Шум двигателей усилился. Самолет стоял на тормозах, разгоняемые двигатели пока не могли стронуть его.

Она стала медленно вести руками от коленей вверх, к кромке платья. У нее сразу пересохло во рту.

Тормоза отпущены!

С раннего детства она всегда ждала этого момента. Особенно хорошо было на небольших аэродромах, где короткие полосы, и взлетать надо быстро. У «Гольфстримов» не лучшая экономичность, зато хорошая скороподъемность…

Ее вжало в спинку кресла, что-то сорвалось с места внутри и полетело куда-то, непонятно куда.

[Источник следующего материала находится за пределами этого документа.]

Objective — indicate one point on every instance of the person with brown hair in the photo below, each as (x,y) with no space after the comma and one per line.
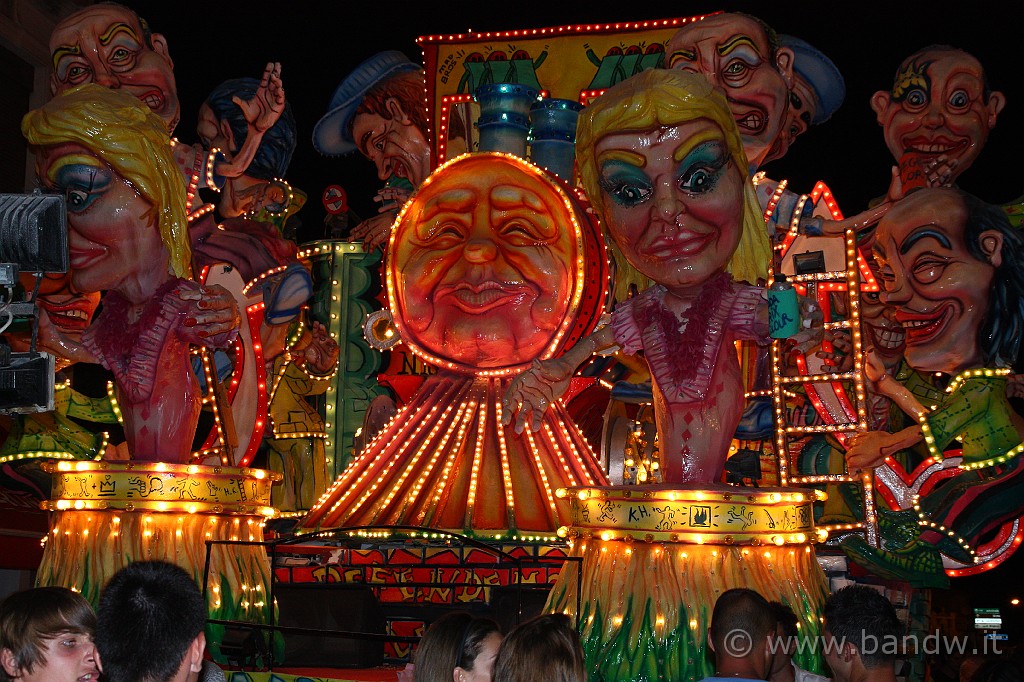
(457,647)
(543,649)
(46,636)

Ее ладони остановились на внутренних сторонах бедер рядом с краем платья.

Кресло запрокинулось назад, и она почувствовала, как исчезло ощущение колес на бетоне.

Она распахнула глаза и повернулась к иллюминатору.

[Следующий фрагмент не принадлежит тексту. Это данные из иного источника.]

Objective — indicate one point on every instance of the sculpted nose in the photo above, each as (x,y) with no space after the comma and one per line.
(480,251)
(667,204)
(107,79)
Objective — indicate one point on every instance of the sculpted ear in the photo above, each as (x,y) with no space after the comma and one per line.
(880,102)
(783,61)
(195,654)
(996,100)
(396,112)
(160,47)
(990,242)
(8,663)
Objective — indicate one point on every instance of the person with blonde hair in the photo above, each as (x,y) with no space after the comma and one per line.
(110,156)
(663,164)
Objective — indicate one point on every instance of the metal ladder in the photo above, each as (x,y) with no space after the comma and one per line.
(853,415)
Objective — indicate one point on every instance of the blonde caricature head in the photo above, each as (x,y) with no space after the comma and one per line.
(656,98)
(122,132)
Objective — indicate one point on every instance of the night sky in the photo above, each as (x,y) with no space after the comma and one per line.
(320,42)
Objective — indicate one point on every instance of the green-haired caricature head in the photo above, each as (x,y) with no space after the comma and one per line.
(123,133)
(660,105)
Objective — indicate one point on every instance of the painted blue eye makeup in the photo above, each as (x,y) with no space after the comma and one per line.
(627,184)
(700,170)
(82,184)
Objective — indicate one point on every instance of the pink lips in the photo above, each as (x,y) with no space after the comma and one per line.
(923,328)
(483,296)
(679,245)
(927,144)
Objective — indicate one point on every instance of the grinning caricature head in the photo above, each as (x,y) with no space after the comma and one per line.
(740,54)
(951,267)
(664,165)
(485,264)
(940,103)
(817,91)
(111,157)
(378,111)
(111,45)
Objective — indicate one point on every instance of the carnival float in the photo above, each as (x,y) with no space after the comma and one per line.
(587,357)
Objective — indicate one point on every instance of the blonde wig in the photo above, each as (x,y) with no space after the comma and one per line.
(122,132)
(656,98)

За иллюминатором проваливалась земля.

Ускорение по-прежнему прижимало ее к спинке кресла.

Она сжала руки ногами. Дышать было не обязательно. Самолет – длинный цилиндрический предмет, торчащий под углом к горизонту – прижимал ее к креслу. Говорят, доктор Фрейд объяснял, отчего мальчики любят паровозы. Может, он знал, отчего девочки любят длинные цилиндрические самолеты, прижимающие их к спинке кресла?

Она хотела засмеяться от этой мысли, но не могла. Не получалось. Не хватало дыхания – для смеха надо было вдохнуть куда больше воздуха, чем она вдыхала сейчас. Промелькнула мысль, что этими неосознанными фокусами с дыханием и бедрами она пытается получить оргазм. Это было не так, она чувствовала смешную неуместность этого, несоразмерность какого-то там оргазма видимому и ощущаемому ею, но объяснить себе не могла. Мысли тоже были сейчас неуместны, они также не получались, как смех.

Потом все постепенно прошло. Самолет выравнивался. Она начала дышать.

Интересно – командир экипажа, который обычно выполняет взлет – он знает, что ей это нравится? Она всю жизнь с ним летает. Может, он что-нибудь замечал? Ей двадцать четыре года, времени было немало… Конечно, есть определенные правила, по которым надо взлетать. Например, нельзя поднять нос самолета выше определенного, потому что тогда мощности двигателей и подъемной силы не хватит, чтобы держать самолет в воздухе и он уйдет в плоский штопор, из которого не выйти. Но все-таки это можно делать по-разному, и на верхней границе возможного все выглядит совсем не так, как на нижней…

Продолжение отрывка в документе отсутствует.